Integrating Cloudera Data Catalog with AWS Glue Catalog enables the users to browse and discover data as well as register data into Cloudera Shared Data Experience (through metadata translation or copy), so that it can be used with Cloudera Data Hub and other relevant experiences.

While using AWS Glue in Cloudera Data Catalog, you will be able to experience a complete snapshot metadata view, along with other visible attributes that can power your data governance capabilities.

How integration works

Assuming that the Cloudera Shared Data Experience is running in the users’ AWS account (that contains the same AWS account which has Glue Data Catalog and the data that has to be discovered), the credentials with the ExternalDataDiscoveryService (which is hosted in Cloudera Shared Data Experience) must be shared, so that these two entities can interact with each other.
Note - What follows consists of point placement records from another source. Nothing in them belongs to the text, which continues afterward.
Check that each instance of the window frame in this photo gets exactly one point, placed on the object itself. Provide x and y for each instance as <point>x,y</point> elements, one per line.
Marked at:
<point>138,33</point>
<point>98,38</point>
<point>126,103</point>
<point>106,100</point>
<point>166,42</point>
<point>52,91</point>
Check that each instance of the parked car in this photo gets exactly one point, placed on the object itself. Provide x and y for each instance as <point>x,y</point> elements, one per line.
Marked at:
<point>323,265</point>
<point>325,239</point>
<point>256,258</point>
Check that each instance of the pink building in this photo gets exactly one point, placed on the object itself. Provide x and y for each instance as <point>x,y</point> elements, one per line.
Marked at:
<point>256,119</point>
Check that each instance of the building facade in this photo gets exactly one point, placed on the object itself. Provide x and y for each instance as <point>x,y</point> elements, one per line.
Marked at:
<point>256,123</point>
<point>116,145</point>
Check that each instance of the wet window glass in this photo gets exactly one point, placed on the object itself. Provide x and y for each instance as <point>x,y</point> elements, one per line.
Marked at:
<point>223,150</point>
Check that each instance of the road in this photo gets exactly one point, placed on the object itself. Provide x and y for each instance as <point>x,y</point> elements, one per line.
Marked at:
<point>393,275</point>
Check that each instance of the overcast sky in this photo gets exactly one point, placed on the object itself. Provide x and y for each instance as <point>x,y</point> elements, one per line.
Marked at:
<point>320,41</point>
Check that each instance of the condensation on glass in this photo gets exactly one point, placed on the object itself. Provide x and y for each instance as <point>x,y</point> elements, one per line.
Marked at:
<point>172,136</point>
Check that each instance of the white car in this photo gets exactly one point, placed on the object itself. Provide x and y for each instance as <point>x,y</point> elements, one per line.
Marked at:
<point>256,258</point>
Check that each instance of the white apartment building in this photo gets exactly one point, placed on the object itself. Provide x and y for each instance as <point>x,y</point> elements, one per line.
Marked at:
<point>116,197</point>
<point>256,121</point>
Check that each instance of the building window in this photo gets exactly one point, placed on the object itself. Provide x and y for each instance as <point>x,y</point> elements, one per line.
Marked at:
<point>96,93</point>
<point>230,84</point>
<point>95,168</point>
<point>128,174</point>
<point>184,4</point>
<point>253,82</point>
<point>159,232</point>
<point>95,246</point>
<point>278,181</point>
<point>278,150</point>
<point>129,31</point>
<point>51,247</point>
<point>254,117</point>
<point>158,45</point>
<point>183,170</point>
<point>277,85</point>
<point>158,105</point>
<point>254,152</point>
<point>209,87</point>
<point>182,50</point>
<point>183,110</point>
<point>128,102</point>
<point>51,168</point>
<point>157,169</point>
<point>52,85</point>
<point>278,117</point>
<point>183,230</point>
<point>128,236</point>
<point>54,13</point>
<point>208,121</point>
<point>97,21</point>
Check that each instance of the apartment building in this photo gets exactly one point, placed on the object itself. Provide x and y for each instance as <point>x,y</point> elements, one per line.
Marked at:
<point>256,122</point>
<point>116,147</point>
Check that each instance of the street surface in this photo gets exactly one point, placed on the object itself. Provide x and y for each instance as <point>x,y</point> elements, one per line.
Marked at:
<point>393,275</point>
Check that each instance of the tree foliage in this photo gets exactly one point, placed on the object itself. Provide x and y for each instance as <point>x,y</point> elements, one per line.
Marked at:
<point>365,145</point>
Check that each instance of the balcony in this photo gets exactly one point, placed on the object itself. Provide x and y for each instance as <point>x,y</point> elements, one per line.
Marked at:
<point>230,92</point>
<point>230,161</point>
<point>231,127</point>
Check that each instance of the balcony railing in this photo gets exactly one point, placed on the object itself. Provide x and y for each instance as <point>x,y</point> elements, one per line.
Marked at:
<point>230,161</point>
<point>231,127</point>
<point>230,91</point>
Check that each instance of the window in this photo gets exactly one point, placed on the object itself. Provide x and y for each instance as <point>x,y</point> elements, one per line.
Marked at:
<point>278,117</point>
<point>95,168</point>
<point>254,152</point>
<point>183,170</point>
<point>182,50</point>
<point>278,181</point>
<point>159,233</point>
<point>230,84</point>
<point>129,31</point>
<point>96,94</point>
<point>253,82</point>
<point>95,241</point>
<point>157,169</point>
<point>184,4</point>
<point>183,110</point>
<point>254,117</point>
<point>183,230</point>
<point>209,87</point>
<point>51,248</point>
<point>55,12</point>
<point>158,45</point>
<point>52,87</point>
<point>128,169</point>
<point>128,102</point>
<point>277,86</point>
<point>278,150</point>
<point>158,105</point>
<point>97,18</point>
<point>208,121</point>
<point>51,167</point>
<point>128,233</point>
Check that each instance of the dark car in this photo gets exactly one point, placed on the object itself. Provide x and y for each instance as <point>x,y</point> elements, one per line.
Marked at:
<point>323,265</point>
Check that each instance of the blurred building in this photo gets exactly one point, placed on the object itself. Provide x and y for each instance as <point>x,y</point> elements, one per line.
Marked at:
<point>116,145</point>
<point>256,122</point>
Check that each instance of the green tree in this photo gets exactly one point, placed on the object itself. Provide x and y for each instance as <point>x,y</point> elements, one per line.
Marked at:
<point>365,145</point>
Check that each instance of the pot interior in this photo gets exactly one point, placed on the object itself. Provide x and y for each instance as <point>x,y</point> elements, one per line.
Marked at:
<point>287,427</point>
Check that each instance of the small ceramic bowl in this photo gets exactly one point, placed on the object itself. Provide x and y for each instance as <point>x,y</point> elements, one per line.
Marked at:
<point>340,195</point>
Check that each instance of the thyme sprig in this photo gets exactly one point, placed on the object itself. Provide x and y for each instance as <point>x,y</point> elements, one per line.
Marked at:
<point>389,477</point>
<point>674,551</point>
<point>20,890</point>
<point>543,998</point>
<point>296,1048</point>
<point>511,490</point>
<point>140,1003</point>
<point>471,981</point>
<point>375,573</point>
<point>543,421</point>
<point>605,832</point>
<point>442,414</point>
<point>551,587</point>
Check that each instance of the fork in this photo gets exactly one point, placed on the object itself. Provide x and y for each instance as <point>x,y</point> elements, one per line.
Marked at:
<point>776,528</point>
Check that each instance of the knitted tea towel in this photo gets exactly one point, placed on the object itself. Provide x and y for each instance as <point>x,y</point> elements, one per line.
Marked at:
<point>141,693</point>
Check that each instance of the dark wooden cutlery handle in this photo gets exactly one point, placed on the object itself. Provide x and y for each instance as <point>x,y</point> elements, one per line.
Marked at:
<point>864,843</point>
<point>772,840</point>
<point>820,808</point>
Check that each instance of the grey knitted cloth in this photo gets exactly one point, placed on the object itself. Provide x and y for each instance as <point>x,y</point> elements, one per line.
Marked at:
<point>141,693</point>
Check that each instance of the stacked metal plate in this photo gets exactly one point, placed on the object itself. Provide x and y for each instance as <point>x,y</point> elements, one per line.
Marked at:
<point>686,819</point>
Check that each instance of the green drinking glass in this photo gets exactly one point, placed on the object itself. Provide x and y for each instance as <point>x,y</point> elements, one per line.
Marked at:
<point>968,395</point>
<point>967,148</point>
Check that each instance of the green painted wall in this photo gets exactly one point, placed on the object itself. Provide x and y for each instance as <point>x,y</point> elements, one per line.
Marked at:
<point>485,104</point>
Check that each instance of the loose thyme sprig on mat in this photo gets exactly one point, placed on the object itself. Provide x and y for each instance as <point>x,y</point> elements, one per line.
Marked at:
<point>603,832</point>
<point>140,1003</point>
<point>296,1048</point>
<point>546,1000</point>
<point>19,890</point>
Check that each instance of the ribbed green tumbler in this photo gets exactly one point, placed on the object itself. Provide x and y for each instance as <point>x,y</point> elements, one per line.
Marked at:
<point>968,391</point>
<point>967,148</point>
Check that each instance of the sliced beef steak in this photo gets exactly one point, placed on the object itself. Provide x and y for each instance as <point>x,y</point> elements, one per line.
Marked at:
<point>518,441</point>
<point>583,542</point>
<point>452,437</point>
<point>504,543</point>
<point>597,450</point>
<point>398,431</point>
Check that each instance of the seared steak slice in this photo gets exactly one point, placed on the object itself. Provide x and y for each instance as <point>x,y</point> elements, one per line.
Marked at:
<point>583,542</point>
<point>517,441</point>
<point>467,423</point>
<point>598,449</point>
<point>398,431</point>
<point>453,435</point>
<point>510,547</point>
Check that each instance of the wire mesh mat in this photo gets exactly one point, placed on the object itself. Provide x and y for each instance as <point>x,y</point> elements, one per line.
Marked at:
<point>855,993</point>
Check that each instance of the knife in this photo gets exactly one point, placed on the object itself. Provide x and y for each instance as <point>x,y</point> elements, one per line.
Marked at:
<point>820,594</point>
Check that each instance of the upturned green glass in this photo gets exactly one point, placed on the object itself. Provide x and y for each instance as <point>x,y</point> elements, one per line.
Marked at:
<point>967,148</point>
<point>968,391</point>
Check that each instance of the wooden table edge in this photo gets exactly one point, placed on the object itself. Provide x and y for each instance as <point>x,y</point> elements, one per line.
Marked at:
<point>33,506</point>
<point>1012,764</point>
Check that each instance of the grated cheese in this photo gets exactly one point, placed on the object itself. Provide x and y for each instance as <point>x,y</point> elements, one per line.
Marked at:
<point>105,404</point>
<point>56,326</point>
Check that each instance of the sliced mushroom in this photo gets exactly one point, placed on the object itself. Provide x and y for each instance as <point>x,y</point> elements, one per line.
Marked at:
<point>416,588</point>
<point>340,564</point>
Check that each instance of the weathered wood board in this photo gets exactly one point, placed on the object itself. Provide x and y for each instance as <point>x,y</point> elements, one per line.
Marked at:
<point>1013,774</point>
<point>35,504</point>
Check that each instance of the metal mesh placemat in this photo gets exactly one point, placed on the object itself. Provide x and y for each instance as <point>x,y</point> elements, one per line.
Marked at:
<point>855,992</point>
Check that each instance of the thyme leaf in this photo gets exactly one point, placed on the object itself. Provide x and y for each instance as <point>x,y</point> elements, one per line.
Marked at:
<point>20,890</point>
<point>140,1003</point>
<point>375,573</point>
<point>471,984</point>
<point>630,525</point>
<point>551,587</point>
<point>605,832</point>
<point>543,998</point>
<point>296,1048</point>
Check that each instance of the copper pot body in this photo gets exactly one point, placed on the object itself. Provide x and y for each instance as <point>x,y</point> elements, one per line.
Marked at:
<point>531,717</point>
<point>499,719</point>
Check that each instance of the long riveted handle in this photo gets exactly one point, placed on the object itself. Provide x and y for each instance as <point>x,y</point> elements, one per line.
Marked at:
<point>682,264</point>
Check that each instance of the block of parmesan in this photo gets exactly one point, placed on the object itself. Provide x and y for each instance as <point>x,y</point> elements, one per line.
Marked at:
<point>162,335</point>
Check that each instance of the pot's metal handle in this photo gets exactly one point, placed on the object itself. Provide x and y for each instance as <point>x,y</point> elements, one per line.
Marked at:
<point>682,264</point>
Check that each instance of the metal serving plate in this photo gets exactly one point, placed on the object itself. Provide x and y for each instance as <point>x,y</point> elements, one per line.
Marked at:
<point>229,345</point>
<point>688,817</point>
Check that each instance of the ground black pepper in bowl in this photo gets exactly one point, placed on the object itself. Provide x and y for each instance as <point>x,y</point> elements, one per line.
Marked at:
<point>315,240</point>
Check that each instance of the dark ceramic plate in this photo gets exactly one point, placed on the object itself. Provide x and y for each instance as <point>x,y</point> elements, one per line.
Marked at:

These credentials are used to launch Cloudera Shared Data Experience and other workload clusters on the users’ AWS account.

Prerequisites:
  • You must have full access to AWS Glue Catalog and also have access to the EMR cluster’s Hive Metastore instance.
  • You must set up the Cloudera platform.
  • You must have access to your AWS IT Admin and CDP Admin user credentials, which is required to enable the Cloudera platform to access AWS/EMR managed data in Cloudera.